In the five minutes it takes to read this letter, 535 people on planet earth will die. By the most generous estimates, 53 of those people are born again and will be ushered into the glorious presence of their Savior. However, 482 will not be born again and will enter into an eternity of hell in agony and torment, separated from the presence of God. What is even sadder is that the Lamb who sits on the throne will not receive glory from their praising him as their redeemer.
That is 482 people going to hell while you read this! We know that God loves the lost – he gave his Son to bear our sins on the cross of Calvary. Likewise, he cared by giving the task to his church to take the gospel to the ends of the earth. He has empowered us for this mission and promised to be with us always, even to the ends of the earth.
So why is there such apathy about the Great Commission? We had a GCR task force that asked churches to give a measly 1 percent more to the CP, yet many churches will even buck at that request. Our real problem is not the economy, it is the hearts of God’s people and the leadership of our denomination and churches. There is almost no call to live radically for the kingdom of God. I have wondered why our denominational leaders rarely call our people to sacrifice for the cause of the kingdom of our Savior. Why do they almost apologize for asking for money for missions? Why do our pastors not take leadership in the Great Commission instead of leaving it to the ladies of the church?
SBC Lottie Moon giving averages about $10 per person for the whole year. This is a shame. We could have a foreign mission force of not 5,000 but 50,000 overnight if Southern Baptists would learn to sacrifice just a little.
But the call to radically give for Christ rarely goes out. Our giving is too often lukewarm. And revival is not happening in our midst. Is it because our leaders have grown accustomed to the American Dream lifestyle and can’t call the church to sacrifice because they don’t model it themselves? And yet there are those few precious saints who have rearranged their entire lives so that they can live meagerly and give abundantly for the kingdom of God. But don’t look for too many of these people in the leadership of most churches or our denomination today.

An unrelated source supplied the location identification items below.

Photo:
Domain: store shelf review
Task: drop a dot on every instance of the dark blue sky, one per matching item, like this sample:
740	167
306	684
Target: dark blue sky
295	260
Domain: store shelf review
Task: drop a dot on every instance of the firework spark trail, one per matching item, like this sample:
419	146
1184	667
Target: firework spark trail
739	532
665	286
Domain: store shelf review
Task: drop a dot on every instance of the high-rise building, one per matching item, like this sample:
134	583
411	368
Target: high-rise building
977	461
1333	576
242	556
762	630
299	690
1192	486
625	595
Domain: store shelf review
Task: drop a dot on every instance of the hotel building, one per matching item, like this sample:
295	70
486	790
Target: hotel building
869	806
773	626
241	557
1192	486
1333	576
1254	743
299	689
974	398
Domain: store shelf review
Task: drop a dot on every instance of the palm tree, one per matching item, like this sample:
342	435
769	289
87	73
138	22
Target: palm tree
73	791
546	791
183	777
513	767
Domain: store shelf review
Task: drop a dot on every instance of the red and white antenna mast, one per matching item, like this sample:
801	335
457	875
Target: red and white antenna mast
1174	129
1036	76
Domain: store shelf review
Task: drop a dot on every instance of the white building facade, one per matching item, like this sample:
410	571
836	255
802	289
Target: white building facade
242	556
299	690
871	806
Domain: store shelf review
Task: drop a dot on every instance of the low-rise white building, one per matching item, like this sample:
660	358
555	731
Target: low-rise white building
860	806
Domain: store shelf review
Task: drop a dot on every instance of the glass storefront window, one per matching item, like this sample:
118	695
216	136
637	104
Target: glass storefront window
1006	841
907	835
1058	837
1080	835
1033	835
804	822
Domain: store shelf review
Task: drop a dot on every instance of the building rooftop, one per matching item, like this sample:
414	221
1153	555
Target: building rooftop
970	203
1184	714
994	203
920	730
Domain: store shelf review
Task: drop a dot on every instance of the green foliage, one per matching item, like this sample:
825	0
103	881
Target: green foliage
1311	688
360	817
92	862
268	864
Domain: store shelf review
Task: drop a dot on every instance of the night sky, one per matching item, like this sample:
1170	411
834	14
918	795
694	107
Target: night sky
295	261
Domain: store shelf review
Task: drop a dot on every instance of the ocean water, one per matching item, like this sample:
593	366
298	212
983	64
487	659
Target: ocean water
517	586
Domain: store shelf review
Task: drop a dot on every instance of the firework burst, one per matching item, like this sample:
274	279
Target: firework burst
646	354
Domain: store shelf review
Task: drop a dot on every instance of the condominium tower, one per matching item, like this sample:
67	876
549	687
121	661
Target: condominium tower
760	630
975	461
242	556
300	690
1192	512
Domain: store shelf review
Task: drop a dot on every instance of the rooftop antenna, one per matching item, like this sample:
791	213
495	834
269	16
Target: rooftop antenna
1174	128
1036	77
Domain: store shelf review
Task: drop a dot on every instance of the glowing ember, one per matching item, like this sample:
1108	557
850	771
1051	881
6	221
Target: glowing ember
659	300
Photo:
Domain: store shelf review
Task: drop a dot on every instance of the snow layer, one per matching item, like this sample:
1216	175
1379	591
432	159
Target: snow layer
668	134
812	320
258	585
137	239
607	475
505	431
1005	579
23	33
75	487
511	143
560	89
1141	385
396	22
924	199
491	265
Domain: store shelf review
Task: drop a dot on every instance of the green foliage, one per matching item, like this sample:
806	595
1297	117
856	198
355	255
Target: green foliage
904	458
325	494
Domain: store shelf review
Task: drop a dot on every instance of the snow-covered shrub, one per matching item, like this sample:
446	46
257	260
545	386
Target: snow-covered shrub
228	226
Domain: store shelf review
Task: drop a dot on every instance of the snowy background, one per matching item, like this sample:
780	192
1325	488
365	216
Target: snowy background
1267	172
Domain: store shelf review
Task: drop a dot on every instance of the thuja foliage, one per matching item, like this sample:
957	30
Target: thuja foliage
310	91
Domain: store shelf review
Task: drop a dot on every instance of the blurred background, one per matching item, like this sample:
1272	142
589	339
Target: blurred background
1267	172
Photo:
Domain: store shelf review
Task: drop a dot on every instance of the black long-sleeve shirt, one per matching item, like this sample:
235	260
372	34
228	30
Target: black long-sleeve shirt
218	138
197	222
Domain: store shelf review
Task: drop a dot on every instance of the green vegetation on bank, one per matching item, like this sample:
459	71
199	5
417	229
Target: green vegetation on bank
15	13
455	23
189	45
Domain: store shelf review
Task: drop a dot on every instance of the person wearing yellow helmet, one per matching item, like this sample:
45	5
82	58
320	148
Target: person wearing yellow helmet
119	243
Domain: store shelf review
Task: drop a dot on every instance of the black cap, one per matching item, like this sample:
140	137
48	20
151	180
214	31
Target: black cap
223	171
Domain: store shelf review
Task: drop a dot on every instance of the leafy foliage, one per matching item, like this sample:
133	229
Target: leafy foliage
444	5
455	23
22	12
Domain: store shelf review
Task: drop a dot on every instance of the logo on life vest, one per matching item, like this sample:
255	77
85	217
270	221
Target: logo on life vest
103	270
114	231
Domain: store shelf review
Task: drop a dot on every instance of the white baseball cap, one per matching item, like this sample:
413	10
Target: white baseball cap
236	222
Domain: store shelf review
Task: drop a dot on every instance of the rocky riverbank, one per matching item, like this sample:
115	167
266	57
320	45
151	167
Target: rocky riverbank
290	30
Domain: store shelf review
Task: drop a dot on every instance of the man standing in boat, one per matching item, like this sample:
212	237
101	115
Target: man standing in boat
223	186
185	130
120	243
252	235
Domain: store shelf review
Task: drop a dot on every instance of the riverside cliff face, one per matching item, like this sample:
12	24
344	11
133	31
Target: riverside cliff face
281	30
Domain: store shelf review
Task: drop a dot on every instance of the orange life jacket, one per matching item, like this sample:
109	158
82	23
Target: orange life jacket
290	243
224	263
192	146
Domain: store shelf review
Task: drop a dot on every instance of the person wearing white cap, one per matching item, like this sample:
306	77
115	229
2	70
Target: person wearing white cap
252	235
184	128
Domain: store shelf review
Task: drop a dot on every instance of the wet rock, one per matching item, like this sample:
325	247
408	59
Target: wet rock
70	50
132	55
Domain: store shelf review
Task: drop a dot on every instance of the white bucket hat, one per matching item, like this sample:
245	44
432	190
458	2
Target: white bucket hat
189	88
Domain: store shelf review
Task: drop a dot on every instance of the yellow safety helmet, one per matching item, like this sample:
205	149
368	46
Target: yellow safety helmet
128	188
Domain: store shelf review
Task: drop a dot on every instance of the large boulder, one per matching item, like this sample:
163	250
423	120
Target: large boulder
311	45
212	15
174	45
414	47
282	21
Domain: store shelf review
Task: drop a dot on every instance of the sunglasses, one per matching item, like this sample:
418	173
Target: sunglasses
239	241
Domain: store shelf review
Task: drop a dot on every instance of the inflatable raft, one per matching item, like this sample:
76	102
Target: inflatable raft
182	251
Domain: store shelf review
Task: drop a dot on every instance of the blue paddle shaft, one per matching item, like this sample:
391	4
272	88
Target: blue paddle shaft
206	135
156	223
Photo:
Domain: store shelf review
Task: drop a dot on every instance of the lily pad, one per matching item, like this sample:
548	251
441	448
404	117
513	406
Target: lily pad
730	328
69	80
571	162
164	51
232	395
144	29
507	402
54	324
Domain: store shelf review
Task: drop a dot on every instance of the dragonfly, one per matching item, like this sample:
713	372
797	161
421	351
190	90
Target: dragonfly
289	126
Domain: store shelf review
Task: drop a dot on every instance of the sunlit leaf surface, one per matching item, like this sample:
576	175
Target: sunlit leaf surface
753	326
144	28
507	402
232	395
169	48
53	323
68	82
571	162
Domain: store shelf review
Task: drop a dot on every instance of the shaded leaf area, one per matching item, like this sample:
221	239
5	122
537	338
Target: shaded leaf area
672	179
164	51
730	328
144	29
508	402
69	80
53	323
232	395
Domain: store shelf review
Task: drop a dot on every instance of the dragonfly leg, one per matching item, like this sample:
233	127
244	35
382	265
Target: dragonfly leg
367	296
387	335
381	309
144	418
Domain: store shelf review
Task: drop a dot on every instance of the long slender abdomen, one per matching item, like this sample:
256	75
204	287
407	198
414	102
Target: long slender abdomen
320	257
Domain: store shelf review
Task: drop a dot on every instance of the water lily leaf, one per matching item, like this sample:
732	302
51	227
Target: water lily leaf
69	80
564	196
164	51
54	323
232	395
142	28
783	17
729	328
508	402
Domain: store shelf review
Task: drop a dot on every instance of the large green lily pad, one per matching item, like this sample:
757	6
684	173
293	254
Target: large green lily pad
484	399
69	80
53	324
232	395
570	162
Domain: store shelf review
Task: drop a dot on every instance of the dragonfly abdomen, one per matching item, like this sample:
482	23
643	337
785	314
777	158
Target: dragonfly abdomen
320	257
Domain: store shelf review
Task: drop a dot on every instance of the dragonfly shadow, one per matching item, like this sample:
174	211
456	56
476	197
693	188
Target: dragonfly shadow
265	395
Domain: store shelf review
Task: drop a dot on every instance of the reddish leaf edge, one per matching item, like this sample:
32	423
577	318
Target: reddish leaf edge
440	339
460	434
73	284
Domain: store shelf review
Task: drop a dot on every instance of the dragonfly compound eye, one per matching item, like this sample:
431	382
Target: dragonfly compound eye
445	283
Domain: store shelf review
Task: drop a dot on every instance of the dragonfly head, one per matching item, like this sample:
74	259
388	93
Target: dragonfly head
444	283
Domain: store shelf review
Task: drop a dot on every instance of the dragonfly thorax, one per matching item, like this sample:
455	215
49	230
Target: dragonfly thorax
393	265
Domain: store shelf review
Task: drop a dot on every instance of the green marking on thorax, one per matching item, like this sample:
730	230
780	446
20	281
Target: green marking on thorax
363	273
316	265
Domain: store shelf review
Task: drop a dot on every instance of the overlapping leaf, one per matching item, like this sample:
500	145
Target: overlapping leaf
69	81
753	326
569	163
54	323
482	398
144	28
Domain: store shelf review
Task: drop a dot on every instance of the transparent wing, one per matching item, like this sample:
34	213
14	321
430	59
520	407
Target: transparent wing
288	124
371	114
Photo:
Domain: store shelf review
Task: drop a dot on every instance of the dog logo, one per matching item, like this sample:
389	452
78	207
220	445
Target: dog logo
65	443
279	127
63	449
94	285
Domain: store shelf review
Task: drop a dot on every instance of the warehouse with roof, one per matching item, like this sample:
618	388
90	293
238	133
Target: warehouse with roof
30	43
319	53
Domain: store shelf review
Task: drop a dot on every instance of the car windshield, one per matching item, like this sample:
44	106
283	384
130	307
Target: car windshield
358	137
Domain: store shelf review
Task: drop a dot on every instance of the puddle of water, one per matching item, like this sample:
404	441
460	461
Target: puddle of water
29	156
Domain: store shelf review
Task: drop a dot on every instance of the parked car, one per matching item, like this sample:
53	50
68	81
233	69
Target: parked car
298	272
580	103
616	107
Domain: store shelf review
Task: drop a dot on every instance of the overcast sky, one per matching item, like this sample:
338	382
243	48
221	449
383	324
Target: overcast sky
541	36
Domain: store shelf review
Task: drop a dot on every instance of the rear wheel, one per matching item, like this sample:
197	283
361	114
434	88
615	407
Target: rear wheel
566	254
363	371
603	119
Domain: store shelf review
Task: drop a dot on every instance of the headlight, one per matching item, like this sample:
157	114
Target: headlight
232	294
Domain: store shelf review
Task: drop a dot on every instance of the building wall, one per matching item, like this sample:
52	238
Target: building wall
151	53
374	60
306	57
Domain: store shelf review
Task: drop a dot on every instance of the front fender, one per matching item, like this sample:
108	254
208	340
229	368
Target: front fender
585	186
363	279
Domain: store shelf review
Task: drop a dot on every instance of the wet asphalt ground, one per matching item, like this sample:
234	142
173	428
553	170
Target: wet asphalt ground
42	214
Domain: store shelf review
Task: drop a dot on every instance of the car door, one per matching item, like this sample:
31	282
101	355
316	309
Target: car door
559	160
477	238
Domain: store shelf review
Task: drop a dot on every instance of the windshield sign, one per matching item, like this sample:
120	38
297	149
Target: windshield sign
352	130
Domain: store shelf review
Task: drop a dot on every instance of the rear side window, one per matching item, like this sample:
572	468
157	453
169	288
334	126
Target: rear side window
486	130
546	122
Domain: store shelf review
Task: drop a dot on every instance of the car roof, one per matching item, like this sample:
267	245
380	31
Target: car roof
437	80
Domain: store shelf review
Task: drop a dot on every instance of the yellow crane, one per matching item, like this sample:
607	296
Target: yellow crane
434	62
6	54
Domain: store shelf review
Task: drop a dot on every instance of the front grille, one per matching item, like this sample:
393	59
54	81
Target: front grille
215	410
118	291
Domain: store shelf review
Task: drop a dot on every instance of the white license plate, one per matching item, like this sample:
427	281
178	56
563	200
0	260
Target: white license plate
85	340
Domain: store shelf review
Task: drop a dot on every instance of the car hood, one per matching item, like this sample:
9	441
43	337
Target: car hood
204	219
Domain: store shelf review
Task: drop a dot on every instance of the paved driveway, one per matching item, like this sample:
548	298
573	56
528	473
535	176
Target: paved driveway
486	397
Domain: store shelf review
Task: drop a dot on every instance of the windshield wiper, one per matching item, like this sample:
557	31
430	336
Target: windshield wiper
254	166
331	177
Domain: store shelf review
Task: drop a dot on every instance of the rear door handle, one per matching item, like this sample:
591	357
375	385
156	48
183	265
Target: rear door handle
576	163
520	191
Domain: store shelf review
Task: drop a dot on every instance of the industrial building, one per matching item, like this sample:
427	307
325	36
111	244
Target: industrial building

This is not a call to a vow of poverty, but to repent of the sin of materialism. We all know this is a problem – for someone else. But we still embrace the American Dream, forgetting that greed is idolatry – and God hates idolatry. This is also a call to give, not just from our excess or disposable income, but from a life rearranged to sacrifice for the good news that a Savior has come to take away the sins of the whole world.
If only 482 people had known that Savior five minutes ago.